56 La mise à disposition est une figure « complexe et spécifique du droit du travail ». Elle implique une double relation de travail : entreprise de travail intérimaire – travailleur intérimaire ; entreprise utilisatrice – travailleur intérimaire. S’y ajoute la relation de mise à disposition nouée entre l’entreprise intérimaire et l’utilisatrice.
57 Cette relation de travail est particulière car l’entreprise de travail intérimaire conserve une relation de travail avec l’intérimaire mais transfère le contrôle et la direction (qui incombent en principe à tout employeur) à l’entreprise utilisatrice.
Un nouveau lien de subordination est ainsi créé. Le travailleur fournit la prestation contractuellement due par l’entreprise de travail intérimaire. A cet effet il se trouve sous le contrôle et la direction de l’utilisateur.

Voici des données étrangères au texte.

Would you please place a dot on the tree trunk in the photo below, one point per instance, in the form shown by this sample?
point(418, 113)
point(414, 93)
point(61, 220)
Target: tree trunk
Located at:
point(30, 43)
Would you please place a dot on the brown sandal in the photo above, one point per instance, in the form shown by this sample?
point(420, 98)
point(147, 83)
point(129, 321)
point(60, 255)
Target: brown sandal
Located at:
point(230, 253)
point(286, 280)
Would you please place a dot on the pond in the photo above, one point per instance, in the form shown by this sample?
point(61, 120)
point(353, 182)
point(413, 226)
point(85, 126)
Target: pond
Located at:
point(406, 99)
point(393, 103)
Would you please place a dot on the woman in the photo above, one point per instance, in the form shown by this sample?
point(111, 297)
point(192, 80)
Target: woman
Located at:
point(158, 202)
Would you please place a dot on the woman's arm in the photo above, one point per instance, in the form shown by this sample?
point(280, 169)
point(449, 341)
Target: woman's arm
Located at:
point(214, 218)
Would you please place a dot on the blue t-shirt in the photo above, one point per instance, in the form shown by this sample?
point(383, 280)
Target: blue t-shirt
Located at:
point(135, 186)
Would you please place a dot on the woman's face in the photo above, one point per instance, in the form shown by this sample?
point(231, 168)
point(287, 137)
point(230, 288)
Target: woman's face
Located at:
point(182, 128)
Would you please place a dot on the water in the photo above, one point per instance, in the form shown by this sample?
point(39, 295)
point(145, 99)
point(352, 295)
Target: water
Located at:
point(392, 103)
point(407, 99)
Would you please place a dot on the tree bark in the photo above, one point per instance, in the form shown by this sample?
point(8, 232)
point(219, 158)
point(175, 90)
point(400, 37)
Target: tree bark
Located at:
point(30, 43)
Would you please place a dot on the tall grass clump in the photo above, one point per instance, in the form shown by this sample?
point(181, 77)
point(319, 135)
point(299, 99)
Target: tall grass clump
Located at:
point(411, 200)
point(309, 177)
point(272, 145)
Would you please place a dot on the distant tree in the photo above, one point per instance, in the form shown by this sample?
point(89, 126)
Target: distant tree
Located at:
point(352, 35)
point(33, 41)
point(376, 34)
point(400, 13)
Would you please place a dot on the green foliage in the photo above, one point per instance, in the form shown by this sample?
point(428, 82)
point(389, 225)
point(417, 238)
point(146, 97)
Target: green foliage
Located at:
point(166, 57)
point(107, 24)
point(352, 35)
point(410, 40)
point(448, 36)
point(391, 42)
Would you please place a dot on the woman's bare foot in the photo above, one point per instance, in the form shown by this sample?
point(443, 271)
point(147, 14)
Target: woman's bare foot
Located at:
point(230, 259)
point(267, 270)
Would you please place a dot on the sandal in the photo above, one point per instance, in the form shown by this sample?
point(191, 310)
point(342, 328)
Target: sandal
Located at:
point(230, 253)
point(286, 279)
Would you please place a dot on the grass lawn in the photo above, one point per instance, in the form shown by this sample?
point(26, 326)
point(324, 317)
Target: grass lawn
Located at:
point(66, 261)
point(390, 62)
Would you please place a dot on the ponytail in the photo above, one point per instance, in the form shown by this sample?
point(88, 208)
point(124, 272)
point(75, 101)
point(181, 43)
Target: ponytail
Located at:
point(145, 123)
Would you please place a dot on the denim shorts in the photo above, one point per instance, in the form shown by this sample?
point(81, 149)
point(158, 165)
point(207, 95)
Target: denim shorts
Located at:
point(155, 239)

58 Le juge de renvoi doit apprécier dans chaque cas l’existence du lien de subordination et son degré en fonction de tous les éléments et circonstances de la relations entre les parties.
59 Le rapport mensuel remis à l’entreprise de travail intérimaire par l’entreprise utilisatrice est un élément d’appréciation. Il peut être pris en considération en fonction de l’objet poursuivi par ce rapport entre l’entreprise de travail intérimaire et le travailleur Il n’est pas anormal que l’entreprise de travail intérimaire, employeur de ce travailleur, procède formellement à l’approbation des congés et la fixation des horaires sans que cela remette en cause la réalité du contrôle et de la direction par l’entreprise utilisatrice.

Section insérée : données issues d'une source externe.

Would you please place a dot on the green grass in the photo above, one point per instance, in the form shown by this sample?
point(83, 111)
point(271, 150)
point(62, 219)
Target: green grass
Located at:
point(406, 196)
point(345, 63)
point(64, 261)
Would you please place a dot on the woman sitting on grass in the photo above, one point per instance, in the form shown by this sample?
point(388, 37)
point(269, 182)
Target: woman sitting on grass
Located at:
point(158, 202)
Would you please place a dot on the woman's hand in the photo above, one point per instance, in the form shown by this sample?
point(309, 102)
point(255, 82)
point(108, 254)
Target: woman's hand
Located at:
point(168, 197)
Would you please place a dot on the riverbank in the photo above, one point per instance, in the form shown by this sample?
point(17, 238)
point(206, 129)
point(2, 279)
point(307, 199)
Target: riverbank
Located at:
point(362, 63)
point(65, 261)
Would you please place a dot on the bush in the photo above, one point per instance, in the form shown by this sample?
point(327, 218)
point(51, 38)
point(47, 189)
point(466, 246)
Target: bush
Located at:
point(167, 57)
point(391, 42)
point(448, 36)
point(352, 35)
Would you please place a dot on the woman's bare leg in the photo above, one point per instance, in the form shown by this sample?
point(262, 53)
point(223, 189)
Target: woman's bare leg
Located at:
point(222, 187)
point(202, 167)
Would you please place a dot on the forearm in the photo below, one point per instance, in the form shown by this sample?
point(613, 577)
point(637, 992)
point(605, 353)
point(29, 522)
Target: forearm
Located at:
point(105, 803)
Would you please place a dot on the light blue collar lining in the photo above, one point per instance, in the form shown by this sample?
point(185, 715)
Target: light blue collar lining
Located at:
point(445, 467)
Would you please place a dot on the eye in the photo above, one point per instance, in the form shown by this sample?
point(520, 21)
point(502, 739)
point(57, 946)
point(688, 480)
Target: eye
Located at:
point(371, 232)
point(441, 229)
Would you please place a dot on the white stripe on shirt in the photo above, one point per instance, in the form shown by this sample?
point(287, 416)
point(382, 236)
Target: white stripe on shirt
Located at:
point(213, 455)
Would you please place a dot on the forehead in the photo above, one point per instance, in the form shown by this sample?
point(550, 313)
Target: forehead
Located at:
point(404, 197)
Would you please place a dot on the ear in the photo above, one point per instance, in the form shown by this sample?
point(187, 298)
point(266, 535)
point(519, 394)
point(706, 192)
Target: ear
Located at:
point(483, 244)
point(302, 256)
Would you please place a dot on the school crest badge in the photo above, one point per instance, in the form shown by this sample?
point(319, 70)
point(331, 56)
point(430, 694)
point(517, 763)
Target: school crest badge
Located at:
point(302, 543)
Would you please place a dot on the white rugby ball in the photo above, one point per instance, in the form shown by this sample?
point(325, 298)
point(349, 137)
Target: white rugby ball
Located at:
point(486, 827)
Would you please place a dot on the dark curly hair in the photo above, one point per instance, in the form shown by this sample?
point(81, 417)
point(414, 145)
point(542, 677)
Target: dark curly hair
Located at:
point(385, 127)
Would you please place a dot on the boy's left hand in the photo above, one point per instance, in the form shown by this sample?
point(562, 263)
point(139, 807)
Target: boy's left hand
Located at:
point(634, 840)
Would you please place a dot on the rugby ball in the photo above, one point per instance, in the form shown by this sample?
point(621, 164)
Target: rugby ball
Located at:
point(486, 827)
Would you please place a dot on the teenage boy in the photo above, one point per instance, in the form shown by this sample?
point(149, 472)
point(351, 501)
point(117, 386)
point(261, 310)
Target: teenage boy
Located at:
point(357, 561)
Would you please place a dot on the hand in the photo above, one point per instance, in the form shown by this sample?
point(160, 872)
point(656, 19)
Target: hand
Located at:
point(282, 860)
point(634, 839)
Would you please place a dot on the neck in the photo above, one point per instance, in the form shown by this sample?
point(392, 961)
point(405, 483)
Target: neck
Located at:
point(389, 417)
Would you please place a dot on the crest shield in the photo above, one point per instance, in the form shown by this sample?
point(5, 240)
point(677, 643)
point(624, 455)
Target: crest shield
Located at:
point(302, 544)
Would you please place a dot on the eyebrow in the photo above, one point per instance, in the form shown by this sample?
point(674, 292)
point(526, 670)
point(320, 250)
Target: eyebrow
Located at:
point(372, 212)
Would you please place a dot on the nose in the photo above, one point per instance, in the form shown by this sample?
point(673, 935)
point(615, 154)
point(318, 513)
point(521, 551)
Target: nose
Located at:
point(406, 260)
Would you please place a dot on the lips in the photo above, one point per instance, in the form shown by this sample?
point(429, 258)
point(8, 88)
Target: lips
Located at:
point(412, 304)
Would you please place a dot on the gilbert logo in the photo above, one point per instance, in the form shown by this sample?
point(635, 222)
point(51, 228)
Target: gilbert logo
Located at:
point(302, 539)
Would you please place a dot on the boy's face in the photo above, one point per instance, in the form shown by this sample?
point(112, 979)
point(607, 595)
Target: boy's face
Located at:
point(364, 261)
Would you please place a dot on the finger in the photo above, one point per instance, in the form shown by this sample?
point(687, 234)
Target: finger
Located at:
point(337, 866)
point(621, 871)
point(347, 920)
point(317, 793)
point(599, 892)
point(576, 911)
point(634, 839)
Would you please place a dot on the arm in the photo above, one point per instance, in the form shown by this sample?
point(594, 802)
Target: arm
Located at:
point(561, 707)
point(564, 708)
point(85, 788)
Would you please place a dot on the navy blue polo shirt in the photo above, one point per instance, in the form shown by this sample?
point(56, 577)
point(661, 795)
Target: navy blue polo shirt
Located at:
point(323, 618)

3) La notion d’entreprise utilisatrice
60 L’article 3§1 d) de la Directive prévoit l’exercice par celle ci d’un pouvoir de direction et de contrôle. Ceci implique qu’elle peut imposer le respect de règle internes et méthodes de travail mais également exercer une surveillance et un contrôle d’exécution.
Réponse de la Cour :
Par ces motifs, la Cour (septième chambre) dit pour droit :L’article 3, paragraphe 1, sous b à d) de la directive 2008/104 doit être interprété en ce sens que relève de la notion de « travail intérimaire », au sens de cette disposition, la situation dans laquelle un travailleur est mis à la disposition d’une entreprise utilisatrice par une entreprise qui a pour activité de conclure des contrats de travail ou de nouer des relations de travail avec des travailleurs dans le but de les mettre à la disposition d’une entreprise utilisatrice pour une certaine durée, si ce travailleur se trouve sous le contrôle et la direction de cette dernière entreprise et si celle-ci, d’une part, lui impose les prestations à réaliser, la manière de les accomplir ainsi que le respect de ses instructions et de ses règles internes et, d’autre part, exerce une surveillance et un contrôle sur la manière dont le même travailleur exécute ses fonctions.
Troisième question :
63 L’article 5, paragraphe 1, de la directive 2008/104 doit il être interprété en ce sens qu’un travailleur mis à disposition doit, pendant la mission, recevoir un salaire égal à celui qu’il aurait perçu en cas de recrutent direct ?
64-65 L’article 5§1 mentionne des conditions de travail et d’emploi au moins égales et l’article 3§1 f) définit ces conditions comme étant celles établies par la réglementation et les conventions collectives et en vigueur dans l’entreprise utilisatrice, notamment relatives à la rémunération.
Réponse de la Cour :
Par ces motifs, la Cour (septième chambre) dit pour droit :
L’article 5, paragraphe 1, de la directive 2008/104 doit être interprété en ce sens que :
un travailleur intérimaire mis à la disposition d’une entreprise utilisatrice, au sens de cette directive, doit, pendant la durée de sa mission auprès d’elle, percevoir un salaire au moins égal à celui qu’il aurait perçu s’il avait été recruté directement par cette entreprise.
1La Cour ne répond qu’à 3 questions sur les 5 posés estimant que les 2 autres sont hypothétiques ou qu’elle ne dispose pas de suffisamment d’éléments.
2Pour une lecture plus aisée des raisonnement de la Cour nous reprenons sa numérotation.